All atomistic simulations were performed using the SIESTA code51 in order to take advantage of the localized basis functions (numerical atomic orbitals) leading to linear scaling of computation time with the dimensions of the atomistic model. The computations were performed with LDA for the exchange–correlation energy functional.

The atomic coordinates of spherical GexSi1−x NC (for each considered Ge concentration x) were generated by considering a cubic simulation cell of 10 nm edge length in which the NC surrounded by vacuum is centered. The simulation cell acts as the unit cell in periodic boundary conditions computations. This configuration is necessary because the overlap of electronic wave functions belonging to neighboring NCs must vanish.

LDA pseudopotentials for valence electrons 4s2 4p2 of Ge, 3s2 3p2—Si and 1s1—H were employed, respectively. The calculations were done using a double-zeta basis size, i.e. two basis functions for each numerical atomic orbital, with a 150 Ry mesh cut-off, a limit of 50 steps for self-consistent field loop with a convergence tolerance of 10–3 for the elements of the density matrix and 10–4 for the elements of the Hamiltonian matrix. The convergence criteria refer to the simultaneous self-consistency of the density matrix and the Hamiltonian matrix. The self-consistency of the density/Hamiltonian matrix is achieved when the maximum difference between the output and the input on each element of the density/Hamiltonian matrix in a SCF loop is smaller than the respective tolerance. The passivation of NC surface is mandatory for excluding surface localized states, but also to ensure the convergence of the DFT-SIESTA computation. According to folding zone theory, for NCs the calculations are done in Γ point, only.
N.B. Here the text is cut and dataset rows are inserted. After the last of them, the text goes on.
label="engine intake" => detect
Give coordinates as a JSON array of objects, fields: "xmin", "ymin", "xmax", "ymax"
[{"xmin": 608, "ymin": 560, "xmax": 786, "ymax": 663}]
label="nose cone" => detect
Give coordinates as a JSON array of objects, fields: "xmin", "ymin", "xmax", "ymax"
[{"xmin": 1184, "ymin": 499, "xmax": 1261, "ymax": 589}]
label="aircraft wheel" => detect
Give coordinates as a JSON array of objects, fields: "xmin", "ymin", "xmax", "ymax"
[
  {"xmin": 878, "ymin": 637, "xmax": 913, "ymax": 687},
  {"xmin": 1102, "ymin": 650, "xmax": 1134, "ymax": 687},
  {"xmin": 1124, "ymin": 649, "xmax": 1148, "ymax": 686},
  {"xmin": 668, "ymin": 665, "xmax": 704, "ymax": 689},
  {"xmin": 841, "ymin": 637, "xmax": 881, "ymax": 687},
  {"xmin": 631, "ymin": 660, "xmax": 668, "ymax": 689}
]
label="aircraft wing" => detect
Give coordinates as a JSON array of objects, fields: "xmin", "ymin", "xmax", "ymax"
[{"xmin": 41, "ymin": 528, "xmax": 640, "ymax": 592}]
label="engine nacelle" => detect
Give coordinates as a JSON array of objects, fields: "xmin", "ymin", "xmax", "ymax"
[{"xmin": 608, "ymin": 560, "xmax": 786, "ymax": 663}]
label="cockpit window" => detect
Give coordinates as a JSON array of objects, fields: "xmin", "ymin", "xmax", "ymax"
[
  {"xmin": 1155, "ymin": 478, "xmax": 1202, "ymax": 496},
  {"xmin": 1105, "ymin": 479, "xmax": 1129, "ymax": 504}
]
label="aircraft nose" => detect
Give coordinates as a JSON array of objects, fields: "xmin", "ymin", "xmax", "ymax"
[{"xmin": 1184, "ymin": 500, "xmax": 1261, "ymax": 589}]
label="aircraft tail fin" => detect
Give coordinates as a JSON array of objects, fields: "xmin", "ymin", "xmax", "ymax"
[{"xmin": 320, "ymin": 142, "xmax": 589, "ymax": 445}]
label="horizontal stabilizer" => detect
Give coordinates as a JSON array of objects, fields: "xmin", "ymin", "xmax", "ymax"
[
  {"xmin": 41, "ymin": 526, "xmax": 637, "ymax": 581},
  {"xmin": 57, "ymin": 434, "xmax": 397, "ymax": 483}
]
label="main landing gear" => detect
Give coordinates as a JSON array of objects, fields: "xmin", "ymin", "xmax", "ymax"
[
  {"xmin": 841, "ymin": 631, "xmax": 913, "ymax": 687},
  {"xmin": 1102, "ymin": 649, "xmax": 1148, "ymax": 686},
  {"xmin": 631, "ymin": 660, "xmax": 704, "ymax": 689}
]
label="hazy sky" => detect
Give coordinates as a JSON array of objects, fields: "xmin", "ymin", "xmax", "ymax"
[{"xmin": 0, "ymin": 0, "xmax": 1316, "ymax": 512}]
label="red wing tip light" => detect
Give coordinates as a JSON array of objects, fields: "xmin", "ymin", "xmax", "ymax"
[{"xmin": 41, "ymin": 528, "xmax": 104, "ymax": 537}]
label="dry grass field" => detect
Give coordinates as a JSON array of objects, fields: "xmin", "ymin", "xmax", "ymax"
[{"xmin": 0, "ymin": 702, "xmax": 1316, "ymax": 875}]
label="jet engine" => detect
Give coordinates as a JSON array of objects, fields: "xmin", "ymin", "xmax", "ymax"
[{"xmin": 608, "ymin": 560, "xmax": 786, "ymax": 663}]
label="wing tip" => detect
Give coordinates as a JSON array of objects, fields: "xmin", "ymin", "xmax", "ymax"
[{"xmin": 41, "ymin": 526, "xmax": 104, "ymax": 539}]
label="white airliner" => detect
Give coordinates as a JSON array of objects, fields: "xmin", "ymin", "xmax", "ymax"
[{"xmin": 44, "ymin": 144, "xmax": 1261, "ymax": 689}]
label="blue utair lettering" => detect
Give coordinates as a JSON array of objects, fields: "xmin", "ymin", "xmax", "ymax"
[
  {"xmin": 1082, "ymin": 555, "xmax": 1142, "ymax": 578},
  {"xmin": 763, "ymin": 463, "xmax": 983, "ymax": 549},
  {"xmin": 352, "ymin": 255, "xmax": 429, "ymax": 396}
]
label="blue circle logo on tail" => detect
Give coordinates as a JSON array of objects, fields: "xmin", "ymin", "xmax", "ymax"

Total energy was computed by diagonalization of the effective Kohn–Sham Hamiltonian, for 300 K electronic temperature of the occupation function (Fermi–Dirac distribution). For geometrical relaxation of NCs, we employed the conjugate gradient method with a maximum atomic displacement of 0.1 Å and the stop criteria of either 50 relaxation steps or a force tolerance of 0.1 eV/Å. DOS was calculated for each NC, per unit energy and per unit volume, ignoring electronic spin, as $$g\left(E\right)=\sum _{i}\delta \left({\varepsilon }_{i}-E\right)$$, where $${\varepsilon }_{i}$$ are the eigenvalues of the effective Kohn–Sham Hamiltonian, in the range between − 15 eV and 10 eV using 1000 points, with a broadening of 0.150 meV. The set of eigenvalues yields the energy gap as the difference of the two eigenvalues adjacent to the Fermi level.